# Where to find my karma rating...



## Mrs. Cuillo (Dec 23, 2006)

I was just wondering where I could find my karma rating?  I did search the forums for the answer and found that it should be in the User CP, then scroll down and it should say "Latest Reputation" or something along those lines, but I looked and could find nothing.  Could it be that no one has given me any?  No big deal, I was just wondering!


----------



## buckytom (Dec 23, 2006)

mrs c., look for the karma that i just sent you in your user cp.


----------



## Mrs. Cuillo (Dec 23, 2006)

Thank you!!  Now I understand what to look for.   No one had sent me any yet so that's why I couldn't see it.  Thank you for your help.


----------



## wasabi (Dec 23, 2006)

Check again Mrs.

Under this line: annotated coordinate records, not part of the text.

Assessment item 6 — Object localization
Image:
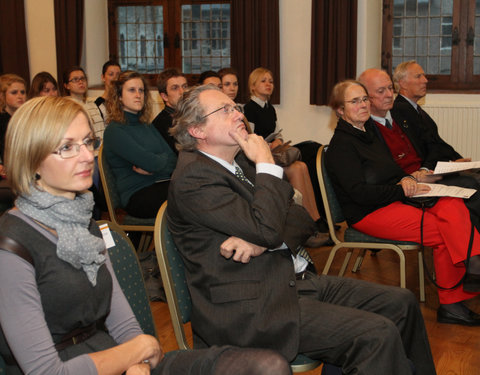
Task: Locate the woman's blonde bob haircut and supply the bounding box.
[248,67,273,96]
[5,97,93,195]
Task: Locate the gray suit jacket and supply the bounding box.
[167,152,315,360]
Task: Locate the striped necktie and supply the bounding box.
[235,166,253,186]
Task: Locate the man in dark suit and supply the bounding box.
[167,86,435,374]
[392,60,470,169]
[359,67,480,234]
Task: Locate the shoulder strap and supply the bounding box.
[0,236,33,266]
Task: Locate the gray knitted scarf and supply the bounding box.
[15,185,105,286]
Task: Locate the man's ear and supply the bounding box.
[188,125,205,139]
[160,92,168,105]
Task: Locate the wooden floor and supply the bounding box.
[152,244,480,375]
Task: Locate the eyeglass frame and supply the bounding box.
[202,104,243,120]
[345,96,370,106]
[52,137,102,160]
[68,76,87,83]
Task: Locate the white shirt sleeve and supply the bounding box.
[255,163,283,178]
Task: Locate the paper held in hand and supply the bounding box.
[433,161,480,175]
[413,184,477,199]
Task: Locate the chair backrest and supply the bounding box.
[0,355,7,375]
[155,202,192,349]
[97,220,157,336]
[317,145,345,239]
[98,144,121,224]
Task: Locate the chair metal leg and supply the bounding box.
[322,244,350,275]
[338,249,353,276]
[352,249,368,273]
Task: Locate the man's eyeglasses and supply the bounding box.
[68,77,87,83]
[345,96,370,105]
[202,104,243,120]
[52,137,100,159]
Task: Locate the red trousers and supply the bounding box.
[353,197,480,304]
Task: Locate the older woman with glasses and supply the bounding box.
[326,80,480,325]
[0,97,290,375]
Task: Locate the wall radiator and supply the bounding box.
[422,105,480,161]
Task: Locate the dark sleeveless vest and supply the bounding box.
[0,213,116,374]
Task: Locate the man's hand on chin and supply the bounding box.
[229,129,275,164]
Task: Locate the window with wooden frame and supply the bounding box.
[382,0,480,91]
[108,0,231,83]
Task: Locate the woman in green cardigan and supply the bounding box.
[103,71,177,218]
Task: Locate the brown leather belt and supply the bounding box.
[55,322,98,351]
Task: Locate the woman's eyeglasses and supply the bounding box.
[345,96,370,105]
[68,77,87,83]
[52,137,101,159]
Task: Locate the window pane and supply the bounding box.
[416,38,428,56]
[393,0,405,17]
[392,0,453,74]
[404,38,415,56]
[181,3,231,73]
[392,18,403,36]
[442,0,453,15]
[425,56,440,74]
[428,17,441,35]
[117,6,164,73]
[430,0,442,16]
[418,1,428,17]
[440,57,452,74]
[405,0,417,17]
[428,36,440,56]
[417,17,428,35]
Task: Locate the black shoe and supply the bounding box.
[437,305,480,326]
[315,217,341,233]
[305,232,333,248]
[463,273,480,293]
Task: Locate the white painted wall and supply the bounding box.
[25,0,480,150]
[25,0,57,78]
[84,0,108,85]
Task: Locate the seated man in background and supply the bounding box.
[359,67,480,230]
[152,68,188,154]
[392,60,470,169]
[167,86,436,375]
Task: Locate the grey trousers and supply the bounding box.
[297,273,436,375]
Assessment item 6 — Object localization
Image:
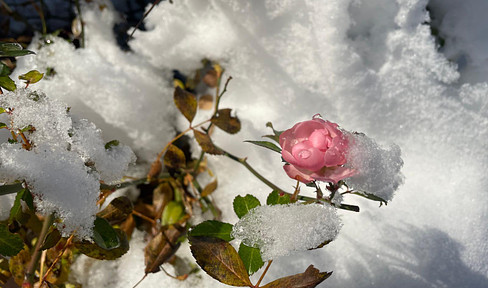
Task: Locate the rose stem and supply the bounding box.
[24,214,54,286]
[254,260,273,287]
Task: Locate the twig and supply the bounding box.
[24,214,54,286]
[75,0,85,48]
[41,234,75,284]
[255,260,273,287]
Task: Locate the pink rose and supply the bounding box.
[280,115,355,183]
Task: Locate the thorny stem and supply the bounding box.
[127,0,164,39]
[132,210,156,225]
[24,214,54,286]
[254,260,273,287]
[156,119,210,161]
[75,0,85,48]
[19,131,32,150]
[41,234,75,283]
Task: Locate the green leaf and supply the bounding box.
[262,265,332,288]
[233,194,261,218]
[188,220,234,241]
[0,43,35,57]
[266,190,291,205]
[0,224,24,256]
[200,179,218,197]
[97,196,134,224]
[41,226,61,250]
[173,86,198,123]
[351,191,388,206]
[105,140,120,150]
[75,230,129,260]
[144,224,186,274]
[210,108,241,134]
[0,76,17,91]
[0,183,24,196]
[244,140,281,154]
[239,243,264,275]
[193,129,224,155]
[19,70,44,84]
[93,217,121,250]
[190,237,252,287]
[9,189,25,222]
[161,201,185,226]
[163,145,186,169]
[0,63,10,76]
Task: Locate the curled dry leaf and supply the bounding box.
[262,265,332,288]
[144,224,186,274]
[163,145,186,169]
[198,94,213,110]
[190,237,252,286]
[147,159,163,181]
[173,86,197,123]
[193,129,224,155]
[211,108,241,134]
[75,229,129,260]
[202,68,219,88]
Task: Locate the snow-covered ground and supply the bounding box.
[3,0,488,288]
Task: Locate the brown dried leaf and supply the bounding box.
[198,94,213,110]
[46,240,73,284]
[75,229,129,260]
[202,68,219,88]
[144,224,186,274]
[211,108,241,134]
[97,196,134,225]
[200,179,217,197]
[193,129,224,155]
[262,265,332,288]
[153,182,173,219]
[163,145,186,169]
[8,245,31,287]
[173,86,197,123]
[190,237,252,286]
[147,159,163,181]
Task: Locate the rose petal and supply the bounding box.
[291,141,325,171]
[291,119,324,141]
[283,164,313,183]
[308,129,332,152]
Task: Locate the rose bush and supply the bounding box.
[279,115,355,183]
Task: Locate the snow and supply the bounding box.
[0,88,135,239]
[232,203,341,261]
[2,0,488,288]
[345,133,404,201]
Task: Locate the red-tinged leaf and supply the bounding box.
[211,108,241,134]
[144,224,186,274]
[200,179,217,197]
[193,130,224,155]
[262,265,332,288]
[173,86,198,123]
[190,237,252,286]
[164,145,186,169]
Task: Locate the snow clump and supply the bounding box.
[346,133,404,201]
[232,203,342,261]
[0,89,135,239]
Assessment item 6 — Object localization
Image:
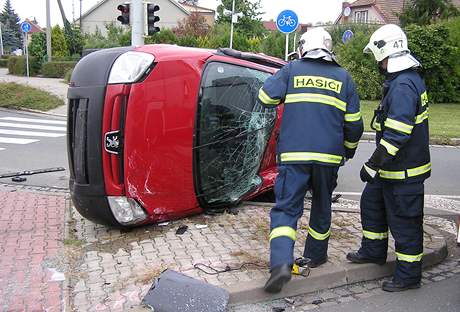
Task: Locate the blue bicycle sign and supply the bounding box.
[276,10,299,34]
[21,22,32,32]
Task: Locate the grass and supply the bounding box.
[0,82,64,111]
[361,101,460,139]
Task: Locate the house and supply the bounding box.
[335,0,407,24]
[76,0,215,35]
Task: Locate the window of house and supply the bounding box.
[355,10,368,23]
[194,62,276,207]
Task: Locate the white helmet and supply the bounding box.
[363,24,420,73]
[299,27,332,57]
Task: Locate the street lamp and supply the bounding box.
[224,0,243,49]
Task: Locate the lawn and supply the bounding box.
[0,82,64,111]
[361,101,460,139]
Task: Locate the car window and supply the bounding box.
[195,62,276,206]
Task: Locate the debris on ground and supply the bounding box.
[142,270,229,312]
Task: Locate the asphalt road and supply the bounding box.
[0,109,69,188]
[315,275,460,312]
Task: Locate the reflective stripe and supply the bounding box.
[363,230,388,240]
[379,170,406,180]
[364,164,377,177]
[407,163,431,177]
[259,88,281,105]
[281,152,342,164]
[396,252,423,262]
[270,226,296,241]
[385,118,414,134]
[380,139,399,156]
[308,227,331,240]
[343,141,359,149]
[379,163,431,180]
[415,109,428,125]
[420,91,428,106]
[345,112,361,122]
[284,93,347,112]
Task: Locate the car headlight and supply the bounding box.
[108,196,147,225]
[109,51,155,83]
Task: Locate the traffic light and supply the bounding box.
[117,4,129,25]
[147,3,160,36]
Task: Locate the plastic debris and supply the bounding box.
[176,225,188,235]
[142,270,229,312]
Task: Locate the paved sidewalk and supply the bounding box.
[63,199,446,311]
[0,186,66,312]
[0,68,68,116]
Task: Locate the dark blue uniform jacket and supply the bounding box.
[259,59,363,166]
[372,69,431,182]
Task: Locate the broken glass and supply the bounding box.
[195,62,276,207]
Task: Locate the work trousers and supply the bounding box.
[359,179,424,284]
[270,164,338,269]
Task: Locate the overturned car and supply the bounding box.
[67,45,284,226]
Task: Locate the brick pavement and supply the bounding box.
[63,199,448,311]
[0,187,66,312]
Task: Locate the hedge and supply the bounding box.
[42,62,76,78]
[8,56,40,76]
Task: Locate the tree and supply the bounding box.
[173,13,210,37]
[0,0,22,51]
[399,0,459,26]
[217,0,266,37]
[51,25,69,57]
[29,32,46,64]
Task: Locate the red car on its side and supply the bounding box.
[68,45,285,226]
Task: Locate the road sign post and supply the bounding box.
[276,10,299,61]
[21,22,32,77]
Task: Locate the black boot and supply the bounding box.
[264,264,292,294]
[382,279,420,292]
[347,251,387,265]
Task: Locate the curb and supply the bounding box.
[226,225,447,305]
[361,132,460,146]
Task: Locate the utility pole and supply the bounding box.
[46,0,51,62]
[130,0,144,46]
[0,23,3,55]
[230,0,235,49]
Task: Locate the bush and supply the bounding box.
[8,56,40,76]
[42,62,76,78]
[406,24,460,102]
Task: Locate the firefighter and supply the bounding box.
[259,28,363,293]
[347,25,431,292]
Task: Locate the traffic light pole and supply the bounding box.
[130,0,144,46]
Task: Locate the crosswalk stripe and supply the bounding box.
[0,137,40,144]
[0,117,67,125]
[0,122,67,131]
[0,129,66,138]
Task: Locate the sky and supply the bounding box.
[0,0,342,27]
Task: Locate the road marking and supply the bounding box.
[336,192,460,199]
[0,117,67,125]
[0,122,67,131]
[0,129,66,138]
[0,137,40,144]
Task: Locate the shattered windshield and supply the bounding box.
[195,62,276,206]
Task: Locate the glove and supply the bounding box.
[359,161,378,184]
[359,144,393,184]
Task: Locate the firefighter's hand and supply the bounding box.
[359,161,378,184]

Cuillo.


----------



## kadesma (Dec 23, 2006)

And one more time, I think I saw Santa on your roof top  

kadesma


----------



## Mrs. Cuillo (Dec 23, 2006)

Well thank you everyone!!  I like my early Christmas presents!!!


----------



## kadesma (Jan 7, 2007)

Pook said:
			
		

> Oh gee! Took me forever to find the answer to my same question! Aha! Thanks!
> Hugs,
> Pook


Have you checked lately?

kadesma


----------